The piece opened with a quiet rhythmical, mournful movement, which suddenly changed to a raging presto. The melodic figure was shattered like a bouquet of flowers in a waterfall almost before it had had time to take shape and display real composure. The dissipated elements, scattered to the four corners of the earth, then returned, hesitatingly and with evident contrition, to be reunited in a single chain. It seemed that the mad whirlwind had left them richer, purer and more spiritual. They pealed forth now, one after the other, in a slow-moving decrescendo, until they constituted a solemn chorus played in moderato, melting at last into the lovely and serious main theme, which in the finale streamed away and beyond into infinity, dying out on an arpeggiated chord.
Where the piano failed to produce the full effect, Daniel helped out with his crow-like voice. It was the uncanny energy of expression that prevented his singing from having a comic effect.
Benda’s eyes were so strained in the effort to listen intelligently and appreciatively that they became dazed, glazed. Had he been asked he could not have said whether the work was a success or a failure. The feature of the performance that convinced him was the man and the magnetism that radiated from the man. The work itself he could neither fathom nor evaluate. It took hold of him nevertheless because of its inseparable association with the human phenomenon.

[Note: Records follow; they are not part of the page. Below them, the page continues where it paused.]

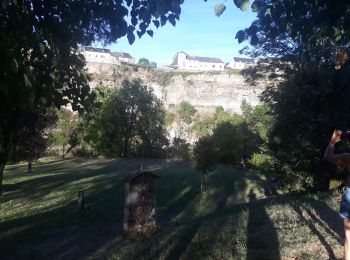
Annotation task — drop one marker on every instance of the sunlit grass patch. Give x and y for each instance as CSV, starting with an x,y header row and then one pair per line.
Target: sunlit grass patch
x,y
237,217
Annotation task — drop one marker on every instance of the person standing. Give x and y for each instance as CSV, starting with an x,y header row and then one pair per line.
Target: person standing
x,y
343,160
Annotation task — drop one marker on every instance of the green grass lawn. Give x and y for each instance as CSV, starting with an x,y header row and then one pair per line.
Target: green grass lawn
x,y
237,218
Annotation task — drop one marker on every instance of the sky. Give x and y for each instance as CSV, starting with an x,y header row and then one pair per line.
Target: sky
x,y
198,32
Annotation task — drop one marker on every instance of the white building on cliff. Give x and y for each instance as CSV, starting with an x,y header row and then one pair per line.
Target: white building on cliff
x,y
240,63
185,61
101,55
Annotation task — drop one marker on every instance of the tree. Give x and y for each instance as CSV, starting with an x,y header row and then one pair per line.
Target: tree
x,y
185,112
40,62
153,64
205,157
127,121
144,62
34,135
66,133
297,42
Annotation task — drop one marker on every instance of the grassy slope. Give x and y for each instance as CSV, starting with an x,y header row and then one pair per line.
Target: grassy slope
x,y
38,217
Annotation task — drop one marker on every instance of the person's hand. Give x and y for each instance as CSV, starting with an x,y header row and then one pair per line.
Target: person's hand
x,y
336,137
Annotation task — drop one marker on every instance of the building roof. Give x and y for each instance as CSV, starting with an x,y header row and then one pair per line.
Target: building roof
x,y
243,60
88,48
204,59
122,55
174,64
137,174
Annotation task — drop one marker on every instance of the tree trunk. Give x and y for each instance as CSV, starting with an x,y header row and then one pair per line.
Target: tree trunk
x,y
2,167
203,184
81,200
29,167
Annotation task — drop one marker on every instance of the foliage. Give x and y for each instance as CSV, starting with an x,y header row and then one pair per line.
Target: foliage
x,y
127,121
34,136
204,156
143,62
186,112
169,118
67,132
40,61
179,149
297,44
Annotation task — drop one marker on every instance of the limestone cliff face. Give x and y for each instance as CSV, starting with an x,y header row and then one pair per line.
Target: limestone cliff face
x,y
205,91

Daniel got up, stumbled over to the sofa, buried his face in his hands, and sighed: “Do you feel it? Do you really feel it?” He then rose, lunged at the piano, seized the score, and hurled it to the floor: “Ah, it’s no account; it is nothing; it is an abominable botch.”

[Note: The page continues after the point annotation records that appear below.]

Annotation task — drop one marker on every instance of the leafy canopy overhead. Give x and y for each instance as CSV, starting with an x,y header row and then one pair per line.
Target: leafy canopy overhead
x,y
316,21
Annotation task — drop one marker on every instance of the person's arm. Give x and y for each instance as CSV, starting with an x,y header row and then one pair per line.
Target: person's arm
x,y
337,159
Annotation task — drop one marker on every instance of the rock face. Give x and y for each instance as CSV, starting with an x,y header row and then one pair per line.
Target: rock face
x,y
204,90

He threw himself on the sofa a second time. Eleanore, sitting perfectly motionless in the other corner, looked at him with the eyes of an astonished child.
Benda had gone to the window, and was looking out into the trees and the grey clouds of the sky. Then he turned around. “That something must be done for you and your cause is clear,” he said.
Eleanore stretched out her arms toward Benda as though she wished to thank him. Her lips began to move. But when she saw Daniel she did not dare to say a word, until she suddenly exclaimed: “Heavens, there are two buttons on his vest which are hanging by a thread.” She ran out of the room. In a few moments she returned with needle and thread, which she had had Meta give her, sat down at Daniel’s side, and sewed the buttons on.
Benda had to laugh. But what she did had a tranquilising effect; she seemed to enable life to win the victory over the insidious pranks of apparitions.
IX
In years gone by, Benda had known the theatrical manager and impresario Dörmaul. He went to Dörmaul now, and took Daniel’s new work along with him; for the versatile parvenu, who always had a number of irons in the fire, also published music.
A few weeks elapsed before Benda heard from Dörmaul: “Incomprehensible stuff! Crazy attempt to be original! You couldn’t coax a dog away from the stove with it.” Such was Dörmaul’s opinion.
A young man with fiery red hair followed Benda to the door and spoke to him. He said his name was Wurzelmann and that he was a musician himself; that he had attended the Vienna Conservatory, where his teacher had given him a letter of recommendation to Alexander Dörmaul. He also told Benda that Dörmaul was planning to form an opera company that would visit the smaller cities of the provinces, and that he was to be the Kapellmeister.
He spoke in the detestable idiom of the Oriental Jew. Benda was politely cold.